Yes, this is Sharpe meets the Dragonriders of Pern, and as I like both those things, I liked this book too. The plots not overly complicated or anything, but Novik has created a nice, parallel world where dragons are common place and used for war, complete with combat crews aboard them. It's fun. She writes a nice battle sequence, and has managed to not make Temeraire too precious, which is definitely a good thing.

I'm glad I have a couple more of these to go through, they're pretty popcorny.

Book #2 is Before They Are Hanged by Joe Abercrombie.

This is the second book of Abercrombie's First Law Trilogy, so we're back with our main characters from The Blade Itself, but the nice thing here is that there's less introduction and the characters are knee deep in action this time round as the threat of the wars introduced in the first book explode here.

We follow Inquisitor Glokta (quite possibly an even more cynical character than Tyrion Lannister) to a doomed city as he tries to uncover a treasonous plot.

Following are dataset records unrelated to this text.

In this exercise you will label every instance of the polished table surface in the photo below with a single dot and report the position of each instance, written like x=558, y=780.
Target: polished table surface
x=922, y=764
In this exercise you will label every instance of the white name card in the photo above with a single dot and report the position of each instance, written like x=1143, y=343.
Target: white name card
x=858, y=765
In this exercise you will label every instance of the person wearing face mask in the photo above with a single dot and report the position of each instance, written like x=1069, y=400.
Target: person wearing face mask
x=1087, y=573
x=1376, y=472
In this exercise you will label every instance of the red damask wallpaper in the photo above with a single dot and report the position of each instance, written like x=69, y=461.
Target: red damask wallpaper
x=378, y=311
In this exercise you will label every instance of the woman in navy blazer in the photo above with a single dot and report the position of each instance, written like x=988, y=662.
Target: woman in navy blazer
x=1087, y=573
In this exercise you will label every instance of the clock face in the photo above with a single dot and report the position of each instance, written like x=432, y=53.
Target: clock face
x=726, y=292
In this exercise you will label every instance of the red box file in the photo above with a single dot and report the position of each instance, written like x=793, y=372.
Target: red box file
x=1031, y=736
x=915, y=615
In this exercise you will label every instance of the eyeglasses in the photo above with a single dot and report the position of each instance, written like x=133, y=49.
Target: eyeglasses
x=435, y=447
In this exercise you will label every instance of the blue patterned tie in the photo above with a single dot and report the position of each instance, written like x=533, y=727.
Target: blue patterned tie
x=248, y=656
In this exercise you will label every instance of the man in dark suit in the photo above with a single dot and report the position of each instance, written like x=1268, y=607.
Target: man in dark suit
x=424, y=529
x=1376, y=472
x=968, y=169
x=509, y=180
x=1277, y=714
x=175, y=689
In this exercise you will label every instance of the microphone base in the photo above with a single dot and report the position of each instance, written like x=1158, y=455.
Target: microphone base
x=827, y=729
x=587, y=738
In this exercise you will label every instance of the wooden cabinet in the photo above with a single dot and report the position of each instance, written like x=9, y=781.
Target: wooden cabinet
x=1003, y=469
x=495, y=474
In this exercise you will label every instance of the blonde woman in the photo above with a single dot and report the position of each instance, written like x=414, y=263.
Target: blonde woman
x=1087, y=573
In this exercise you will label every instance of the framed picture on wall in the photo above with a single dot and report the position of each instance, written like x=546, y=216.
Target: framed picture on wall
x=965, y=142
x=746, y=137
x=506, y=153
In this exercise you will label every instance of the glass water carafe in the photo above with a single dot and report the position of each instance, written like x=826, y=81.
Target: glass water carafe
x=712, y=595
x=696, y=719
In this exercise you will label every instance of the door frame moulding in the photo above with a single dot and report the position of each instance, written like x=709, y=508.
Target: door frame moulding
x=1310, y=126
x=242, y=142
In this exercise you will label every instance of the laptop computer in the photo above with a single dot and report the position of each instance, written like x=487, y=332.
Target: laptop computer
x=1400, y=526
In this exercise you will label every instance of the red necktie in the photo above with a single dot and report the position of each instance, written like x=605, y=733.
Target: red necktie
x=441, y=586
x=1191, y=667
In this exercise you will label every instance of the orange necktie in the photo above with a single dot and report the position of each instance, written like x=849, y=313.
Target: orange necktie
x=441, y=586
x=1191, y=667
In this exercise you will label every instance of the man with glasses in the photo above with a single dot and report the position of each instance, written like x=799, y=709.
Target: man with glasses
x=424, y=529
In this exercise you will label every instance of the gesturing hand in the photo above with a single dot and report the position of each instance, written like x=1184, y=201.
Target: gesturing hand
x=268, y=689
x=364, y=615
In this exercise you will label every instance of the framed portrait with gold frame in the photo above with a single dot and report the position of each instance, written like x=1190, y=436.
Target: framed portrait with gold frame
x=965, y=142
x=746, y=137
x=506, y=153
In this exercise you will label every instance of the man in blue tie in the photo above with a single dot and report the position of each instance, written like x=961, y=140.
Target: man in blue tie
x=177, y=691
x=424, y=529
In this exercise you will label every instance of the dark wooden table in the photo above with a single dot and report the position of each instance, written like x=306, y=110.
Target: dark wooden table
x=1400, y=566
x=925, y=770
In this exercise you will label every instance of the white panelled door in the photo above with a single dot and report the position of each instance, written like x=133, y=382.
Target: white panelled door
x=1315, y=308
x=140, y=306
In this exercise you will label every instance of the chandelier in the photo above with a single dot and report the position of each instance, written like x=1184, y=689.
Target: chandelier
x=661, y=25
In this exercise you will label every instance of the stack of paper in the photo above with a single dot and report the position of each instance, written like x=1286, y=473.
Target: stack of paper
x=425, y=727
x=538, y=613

Major, no sorry, Colonel West is far in the North trying to keep the ridiculous Union army from imploding on itself before they can meet the enemy in battle; and the strange group of Logen, Bayaz, Ferro, Jezal et all continue on their quest for a weapon of supposedly great power. So we have all the lovely trappings of a regular fantasy novel, but what Abercrombie does best is making these seemingly unlikeable characters quite likeable; as they grow on each other, they also grow on you. His dialogue is sharp and cynical itself, and in a lot of places, incredibly, darkly funny. This is some good stuff.